Va’era – Pharaoh in De-nile
Moses stood before Pharaoh, armed with the ability to prove his mission through wonders. When challenged by Pharaoh Moses instructed Aaron to throw his staff to the ground where it transformed into a reptile. Pharaoh was unimpressed and he mocked Moses and Aaron by calling in his junior sorcerers who performed similar feats.
The wisest of men said that ‘one mockery undermines 100 admonishments.’
There was nothing lacking in Moses’s demonstration of his divine mission. It was legitimate. The sorcerers, however, employed other means of conjuring up reptiles, effectively accomplishing the same result. Their rebuttal to Moses was, essentially, “You can’t walk into an Apple store with an android and leave us impressed.” This attitude remained that of the Egyptian court throughout the plagues. The reaction of the sorcerers to the first plagues was to replicate them, conjuring a similar effect in the lab of sorcery, implicating a falsehood on the part of Moses, as though he was acting on his own initiative through means of black magic. They managed to similarly turn water red; they lured frogs from the water. Only the third plague of lice the sorcerers were unable to replicate due to the tiny size of the creatures. They therefore acceded that this plague was divine, deeming it the ‘finger of God.’

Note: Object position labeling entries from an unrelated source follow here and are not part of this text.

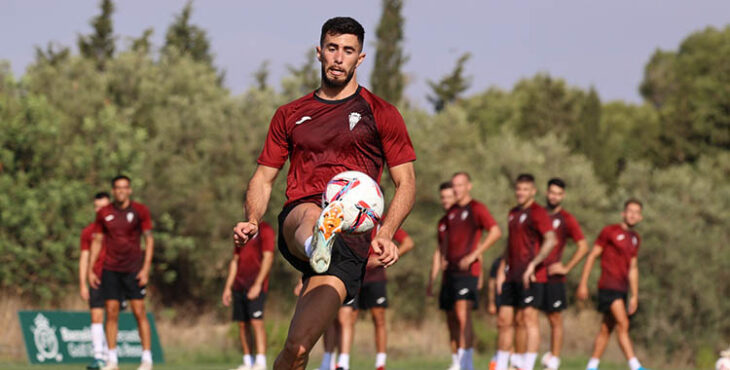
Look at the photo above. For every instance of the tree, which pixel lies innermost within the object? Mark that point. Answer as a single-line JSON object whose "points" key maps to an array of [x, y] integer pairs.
{"points": [[387, 80], [99, 46], [451, 86]]}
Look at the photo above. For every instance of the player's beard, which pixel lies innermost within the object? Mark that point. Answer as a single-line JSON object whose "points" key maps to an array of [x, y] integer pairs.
{"points": [[336, 84]]}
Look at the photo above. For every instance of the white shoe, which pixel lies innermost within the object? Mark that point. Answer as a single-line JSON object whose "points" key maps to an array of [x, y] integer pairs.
{"points": [[328, 226]]}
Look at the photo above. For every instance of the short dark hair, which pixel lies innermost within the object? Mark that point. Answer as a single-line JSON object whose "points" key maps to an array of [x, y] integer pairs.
{"points": [[121, 177], [525, 177], [343, 26], [557, 182], [633, 201], [102, 195]]}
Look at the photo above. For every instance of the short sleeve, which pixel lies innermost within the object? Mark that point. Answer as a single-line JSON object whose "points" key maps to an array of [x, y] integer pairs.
{"points": [[394, 136], [276, 147]]}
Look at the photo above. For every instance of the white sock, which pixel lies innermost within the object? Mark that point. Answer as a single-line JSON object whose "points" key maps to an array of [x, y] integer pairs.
{"points": [[308, 247], [113, 356], [502, 360], [344, 361], [380, 359], [593, 363], [634, 363], [147, 356], [97, 340], [528, 361], [326, 361], [261, 359]]}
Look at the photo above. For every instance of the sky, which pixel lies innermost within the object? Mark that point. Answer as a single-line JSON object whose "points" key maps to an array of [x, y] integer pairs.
{"points": [[604, 44]]}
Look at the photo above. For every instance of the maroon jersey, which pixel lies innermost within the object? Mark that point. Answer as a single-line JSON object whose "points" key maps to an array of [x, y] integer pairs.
{"points": [[122, 229], [322, 138], [250, 257], [565, 226], [464, 226], [526, 229], [619, 247], [87, 236], [374, 274]]}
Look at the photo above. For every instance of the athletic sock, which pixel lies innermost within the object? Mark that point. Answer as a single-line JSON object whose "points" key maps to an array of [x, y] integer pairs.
{"points": [[344, 361], [502, 360], [528, 360], [380, 359], [326, 361], [97, 340], [147, 356], [593, 363], [634, 363]]}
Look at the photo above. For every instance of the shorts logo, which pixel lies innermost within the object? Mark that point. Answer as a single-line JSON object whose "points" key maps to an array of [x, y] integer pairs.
{"points": [[354, 118]]}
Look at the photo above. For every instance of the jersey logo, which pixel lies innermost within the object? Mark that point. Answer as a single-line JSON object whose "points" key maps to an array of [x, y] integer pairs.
{"points": [[302, 120], [354, 118]]}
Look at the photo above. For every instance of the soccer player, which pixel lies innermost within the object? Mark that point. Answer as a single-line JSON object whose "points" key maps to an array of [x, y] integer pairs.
{"points": [[93, 295], [531, 239], [617, 246], [340, 126], [466, 221], [126, 268], [565, 226], [246, 285]]}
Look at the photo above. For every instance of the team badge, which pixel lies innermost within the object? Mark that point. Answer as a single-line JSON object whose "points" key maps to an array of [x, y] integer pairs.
{"points": [[354, 118]]}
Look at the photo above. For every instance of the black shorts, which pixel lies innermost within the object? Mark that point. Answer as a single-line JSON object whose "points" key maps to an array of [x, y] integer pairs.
{"points": [[514, 294], [458, 287], [345, 264], [120, 285], [554, 299], [606, 298], [373, 294], [245, 309]]}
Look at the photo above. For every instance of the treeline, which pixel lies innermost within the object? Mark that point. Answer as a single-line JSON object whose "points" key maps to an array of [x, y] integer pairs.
{"points": [[163, 116]]}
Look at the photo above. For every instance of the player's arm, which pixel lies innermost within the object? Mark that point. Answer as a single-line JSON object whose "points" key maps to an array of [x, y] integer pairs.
{"points": [[634, 285], [582, 292], [404, 179], [257, 199], [232, 271]]}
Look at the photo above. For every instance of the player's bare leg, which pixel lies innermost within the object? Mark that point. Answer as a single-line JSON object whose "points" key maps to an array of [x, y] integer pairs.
{"points": [[317, 306]]}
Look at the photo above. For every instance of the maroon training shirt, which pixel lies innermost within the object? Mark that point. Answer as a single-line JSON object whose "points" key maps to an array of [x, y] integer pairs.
{"points": [[565, 226], [322, 138], [87, 236], [464, 226], [375, 274], [250, 257], [619, 247], [526, 229], [122, 229]]}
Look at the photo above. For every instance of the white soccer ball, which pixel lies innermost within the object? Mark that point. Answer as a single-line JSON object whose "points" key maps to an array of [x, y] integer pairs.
{"points": [[361, 197]]}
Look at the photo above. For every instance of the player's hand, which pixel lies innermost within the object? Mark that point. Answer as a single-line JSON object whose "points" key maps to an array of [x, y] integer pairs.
{"points": [[386, 251], [243, 232], [94, 280], [254, 292], [633, 305], [143, 277], [557, 268], [529, 275], [582, 292]]}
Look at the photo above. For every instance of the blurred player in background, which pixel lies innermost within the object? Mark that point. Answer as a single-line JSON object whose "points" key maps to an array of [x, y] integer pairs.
{"points": [[93, 295], [617, 246], [246, 285]]}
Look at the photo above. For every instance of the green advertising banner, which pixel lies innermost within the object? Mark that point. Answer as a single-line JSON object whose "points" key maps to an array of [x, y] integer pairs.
{"points": [[53, 337]]}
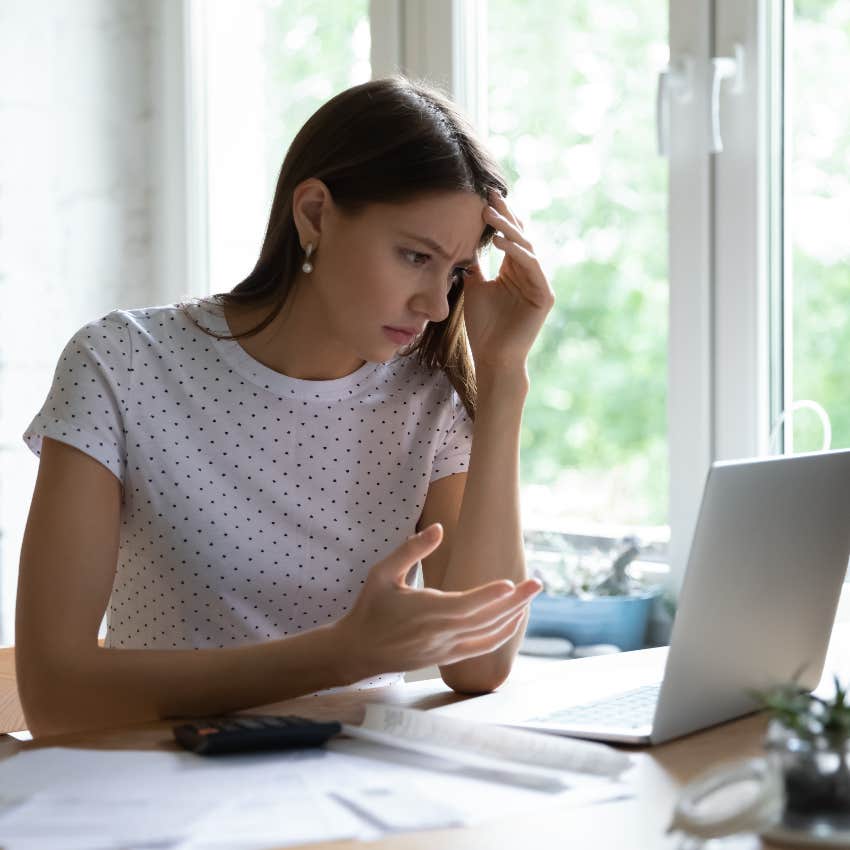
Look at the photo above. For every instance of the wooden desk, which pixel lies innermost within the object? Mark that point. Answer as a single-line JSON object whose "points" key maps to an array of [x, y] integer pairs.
{"points": [[636, 824]]}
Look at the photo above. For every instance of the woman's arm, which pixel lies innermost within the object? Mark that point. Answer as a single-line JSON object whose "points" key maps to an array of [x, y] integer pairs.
{"points": [[103, 688], [67, 682], [487, 541]]}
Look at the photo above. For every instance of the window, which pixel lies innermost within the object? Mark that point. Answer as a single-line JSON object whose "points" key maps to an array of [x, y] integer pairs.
{"points": [[569, 115], [816, 279], [268, 65]]}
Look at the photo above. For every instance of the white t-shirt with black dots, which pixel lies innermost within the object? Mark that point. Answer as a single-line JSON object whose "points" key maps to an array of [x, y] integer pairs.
{"points": [[254, 504]]}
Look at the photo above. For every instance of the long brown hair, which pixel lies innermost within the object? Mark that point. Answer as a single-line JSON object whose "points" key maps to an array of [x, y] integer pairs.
{"points": [[388, 140]]}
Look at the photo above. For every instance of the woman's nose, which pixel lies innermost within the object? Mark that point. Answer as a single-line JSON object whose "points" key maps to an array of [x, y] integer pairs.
{"points": [[436, 302]]}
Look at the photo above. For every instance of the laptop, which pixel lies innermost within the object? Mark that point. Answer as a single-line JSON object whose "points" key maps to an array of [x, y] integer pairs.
{"points": [[757, 604]]}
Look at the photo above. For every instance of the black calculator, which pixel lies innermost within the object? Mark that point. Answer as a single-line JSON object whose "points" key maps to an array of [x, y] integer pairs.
{"points": [[240, 733]]}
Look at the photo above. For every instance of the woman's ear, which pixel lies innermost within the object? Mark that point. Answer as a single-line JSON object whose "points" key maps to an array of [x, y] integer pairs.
{"points": [[311, 203]]}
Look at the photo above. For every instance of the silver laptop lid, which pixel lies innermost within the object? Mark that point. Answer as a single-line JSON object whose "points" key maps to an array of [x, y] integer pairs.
{"points": [[760, 592]]}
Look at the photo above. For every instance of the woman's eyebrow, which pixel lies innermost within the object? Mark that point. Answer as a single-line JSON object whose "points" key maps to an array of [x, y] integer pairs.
{"points": [[434, 246]]}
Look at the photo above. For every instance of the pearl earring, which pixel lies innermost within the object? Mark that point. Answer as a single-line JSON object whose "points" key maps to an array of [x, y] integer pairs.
{"points": [[307, 267]]}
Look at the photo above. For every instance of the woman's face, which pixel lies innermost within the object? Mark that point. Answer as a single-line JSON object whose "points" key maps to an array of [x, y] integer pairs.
{"points": [[392, 265]]}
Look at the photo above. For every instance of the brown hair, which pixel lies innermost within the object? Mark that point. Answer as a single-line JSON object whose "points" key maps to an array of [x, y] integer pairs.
{"points": [[387, 140]]}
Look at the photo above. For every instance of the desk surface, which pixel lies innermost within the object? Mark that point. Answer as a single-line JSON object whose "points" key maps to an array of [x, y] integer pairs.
{"points": [[636, 823]]}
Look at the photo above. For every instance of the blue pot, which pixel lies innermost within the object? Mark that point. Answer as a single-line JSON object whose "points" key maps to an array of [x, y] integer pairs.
{"points": [[618, 620]]}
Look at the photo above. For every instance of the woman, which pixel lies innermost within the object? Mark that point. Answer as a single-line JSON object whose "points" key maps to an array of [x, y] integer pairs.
{"points": [[240, 479]]}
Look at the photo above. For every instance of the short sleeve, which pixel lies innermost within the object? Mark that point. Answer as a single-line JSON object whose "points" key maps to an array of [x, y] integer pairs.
{"points": [[453, 453], [85, 404]]}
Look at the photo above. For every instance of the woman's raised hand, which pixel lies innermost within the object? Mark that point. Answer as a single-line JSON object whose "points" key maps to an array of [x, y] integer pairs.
{"points": [[394, 628]]}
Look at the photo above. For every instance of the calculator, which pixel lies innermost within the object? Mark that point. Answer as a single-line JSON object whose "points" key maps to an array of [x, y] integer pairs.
{"points": [[239, 733]]}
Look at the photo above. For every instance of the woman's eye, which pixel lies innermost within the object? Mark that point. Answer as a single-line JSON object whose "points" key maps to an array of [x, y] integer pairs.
{"points": [[416, 257], [459, 275]]}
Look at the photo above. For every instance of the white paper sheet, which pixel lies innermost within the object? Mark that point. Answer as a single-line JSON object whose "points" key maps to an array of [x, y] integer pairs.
{"points": [[524, 751], [93, 799]]}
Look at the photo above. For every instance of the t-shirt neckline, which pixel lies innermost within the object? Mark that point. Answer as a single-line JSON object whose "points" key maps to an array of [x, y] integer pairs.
{"points": [[337, 389]]}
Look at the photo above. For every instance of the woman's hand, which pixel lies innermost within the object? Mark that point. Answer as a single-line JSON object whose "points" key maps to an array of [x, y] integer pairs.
{"points": [[504, 315], [393, 628]]}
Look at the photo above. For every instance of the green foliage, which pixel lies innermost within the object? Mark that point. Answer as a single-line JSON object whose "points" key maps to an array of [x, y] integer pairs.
{"points": [[571, 97], [809, 716]]}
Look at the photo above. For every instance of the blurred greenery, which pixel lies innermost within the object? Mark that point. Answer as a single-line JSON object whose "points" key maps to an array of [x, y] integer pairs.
{"points": [[818, 207], [571, 100]]}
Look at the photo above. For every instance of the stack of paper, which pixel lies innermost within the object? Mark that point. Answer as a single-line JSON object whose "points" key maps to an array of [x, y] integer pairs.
{"points": [[352, 788]]}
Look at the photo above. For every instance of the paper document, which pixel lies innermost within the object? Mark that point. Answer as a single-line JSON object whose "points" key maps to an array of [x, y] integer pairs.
{"points": [[453, 737]]}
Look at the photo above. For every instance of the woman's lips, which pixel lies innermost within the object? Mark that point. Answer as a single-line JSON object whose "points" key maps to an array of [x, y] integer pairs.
{"points": [[400, 337]]}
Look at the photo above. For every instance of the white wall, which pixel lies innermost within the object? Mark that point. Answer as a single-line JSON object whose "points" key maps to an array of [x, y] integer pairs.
{"points": [[79, 129]]}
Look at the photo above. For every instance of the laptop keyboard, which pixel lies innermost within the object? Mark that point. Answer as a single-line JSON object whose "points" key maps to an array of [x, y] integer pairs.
{"points": [[630, 709]]}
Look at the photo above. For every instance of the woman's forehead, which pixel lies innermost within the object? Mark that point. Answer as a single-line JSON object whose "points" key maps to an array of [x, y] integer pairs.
{"points": [[453, 219]]}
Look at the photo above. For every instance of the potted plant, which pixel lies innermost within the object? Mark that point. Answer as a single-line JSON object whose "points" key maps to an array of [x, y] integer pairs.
{"points": [[589, 597], [809, 740]]}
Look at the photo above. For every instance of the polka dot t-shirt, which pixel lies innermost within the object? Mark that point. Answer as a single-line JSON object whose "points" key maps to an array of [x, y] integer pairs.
{"points": [[254, 504]]}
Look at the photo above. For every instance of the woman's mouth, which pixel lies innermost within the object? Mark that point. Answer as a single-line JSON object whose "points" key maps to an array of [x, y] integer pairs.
{"points": [[397, 336]]}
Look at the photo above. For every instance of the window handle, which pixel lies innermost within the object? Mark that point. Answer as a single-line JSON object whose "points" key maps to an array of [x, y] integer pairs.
{"points": [[723, 68], [676, 79]]}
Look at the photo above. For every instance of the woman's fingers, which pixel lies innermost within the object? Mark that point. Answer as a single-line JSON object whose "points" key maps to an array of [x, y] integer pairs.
{"points": [[482, 645], [493, 217], [485, 601]]}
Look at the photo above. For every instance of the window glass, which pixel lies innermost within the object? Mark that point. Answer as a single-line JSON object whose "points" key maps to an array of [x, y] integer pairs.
{"points": [[817, 212], [269, 64], [571, 94]]}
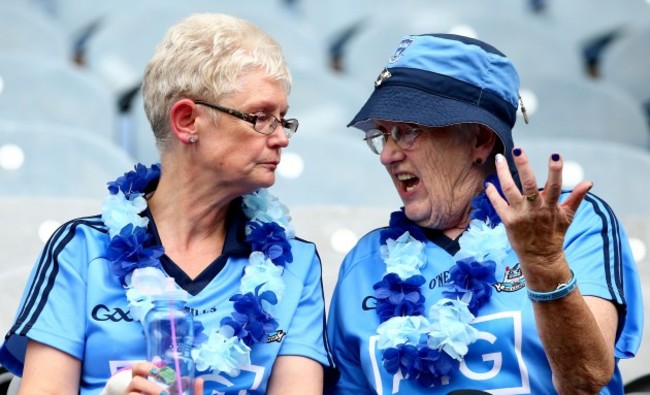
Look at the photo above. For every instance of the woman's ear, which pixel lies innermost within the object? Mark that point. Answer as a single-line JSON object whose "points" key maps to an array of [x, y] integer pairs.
{"points": [[182, 121]]}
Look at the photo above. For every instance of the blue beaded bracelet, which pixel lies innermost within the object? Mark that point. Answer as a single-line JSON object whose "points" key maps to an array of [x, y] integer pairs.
{"points": [[561, 291]]}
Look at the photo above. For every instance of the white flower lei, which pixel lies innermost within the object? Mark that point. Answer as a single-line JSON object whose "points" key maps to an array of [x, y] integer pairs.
{"points": [[222, 350]]}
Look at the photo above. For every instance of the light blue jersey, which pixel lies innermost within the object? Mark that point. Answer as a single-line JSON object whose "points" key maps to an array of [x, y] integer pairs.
{"points": [[73, 302], [508, 357]]}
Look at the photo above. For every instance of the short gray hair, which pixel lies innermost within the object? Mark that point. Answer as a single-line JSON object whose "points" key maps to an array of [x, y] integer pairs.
{"points": [[201, 57]]}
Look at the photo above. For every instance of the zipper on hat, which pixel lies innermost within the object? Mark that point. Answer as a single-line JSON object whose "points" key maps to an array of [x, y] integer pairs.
{"points": [[383, 76]]}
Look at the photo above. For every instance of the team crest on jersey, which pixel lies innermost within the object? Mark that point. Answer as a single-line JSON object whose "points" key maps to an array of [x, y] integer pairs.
{"points": [[405, 43], [276, 336], [513, 280]]}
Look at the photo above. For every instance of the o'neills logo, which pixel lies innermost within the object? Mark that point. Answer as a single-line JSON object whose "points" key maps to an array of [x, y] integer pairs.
{"points": [[276, 336], [513, 280]]}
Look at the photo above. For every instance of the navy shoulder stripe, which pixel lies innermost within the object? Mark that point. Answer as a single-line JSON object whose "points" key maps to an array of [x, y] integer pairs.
{"points": [[47, 268], [612, 256]]}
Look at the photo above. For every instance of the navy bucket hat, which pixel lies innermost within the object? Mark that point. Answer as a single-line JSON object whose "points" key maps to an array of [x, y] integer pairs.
{"points": [[446, 79]]}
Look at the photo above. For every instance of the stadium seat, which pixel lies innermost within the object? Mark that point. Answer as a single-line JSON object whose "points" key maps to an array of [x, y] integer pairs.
{"points": [[322, 169], [636, 371], [127, 37], [27, 223], [335, 229], [581, 109], [618, 171], [522, 40], [55, 160], [25, 29], [41, 89], [626, 63]]}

The mechanism of denial was at play here, It didn’t matter that the alternative was irrational and unreasonable. Pharaoh and his court did not want to believe that Moses came with true authority, that his claims were valid. They decided therefore that Moses was appointed by no one, that his mission was self-initiated. Plague after plague, sign after sign, this denial continued. Looking at it from the outside it was absurd to continue denying. But Pharaoh had set a course for himself from which he would not deviate, despite the obvious consequences.
They say it takes a great deal of faith to be an atheist, and it does indeed. A thinking person, one who takes life seriously and searches for clear answers will at the very least consider all the options. Pharaoh did not do that. Pharaoh was unwilling to entertain that Moses was anything but a fraud, trying to progress his agenda using dark sorcery. His mind was closed to any other possibility.
It should give us pause, seeing the extent of the effects of denial. Most of us go through phases of denial. It is one of the natural reactions to loss of a loved one, which is why Jewish tradition demands the covering of the casket with earth at a burial. The hear wrenching thud of earth on the casket below removes any unhealthy illusions that the deceased is still with us. We tend to deny many other things. If the implication is undesirable denial is often our defense. Duke University conducted an experiment on the psychology of denial. One of their subjects was the debate over global warming. It studied the motivation of people to accept or deny the science indicating rising temperatures due to our carbon emissions. The study proposed two different solutions to the problem, one of them calling for more regulations and taxes on carbon emissions, the other focusing on free market development of green technology. The results showed that the same group of people who tended to deny the science of global warming when the implications are the tightening of government regulations were more apt to accept the findings of such science when the implications were different. It is clear that our desired result contributes to the driving of our thinking processes.
Pharaoh did not want to lose his Israelite slaves. If this God that Moses claimed to represent truly existed Pharaoh stood to lose out.
If the Torah is divine that means we are bound by it and we may no longer feel free to pursue the type of life we choose without restraints or conscience. It means we are not at liberty to define morality as it suits our personal view. We need to think about whether one can be objective when there is so much self interest at stake.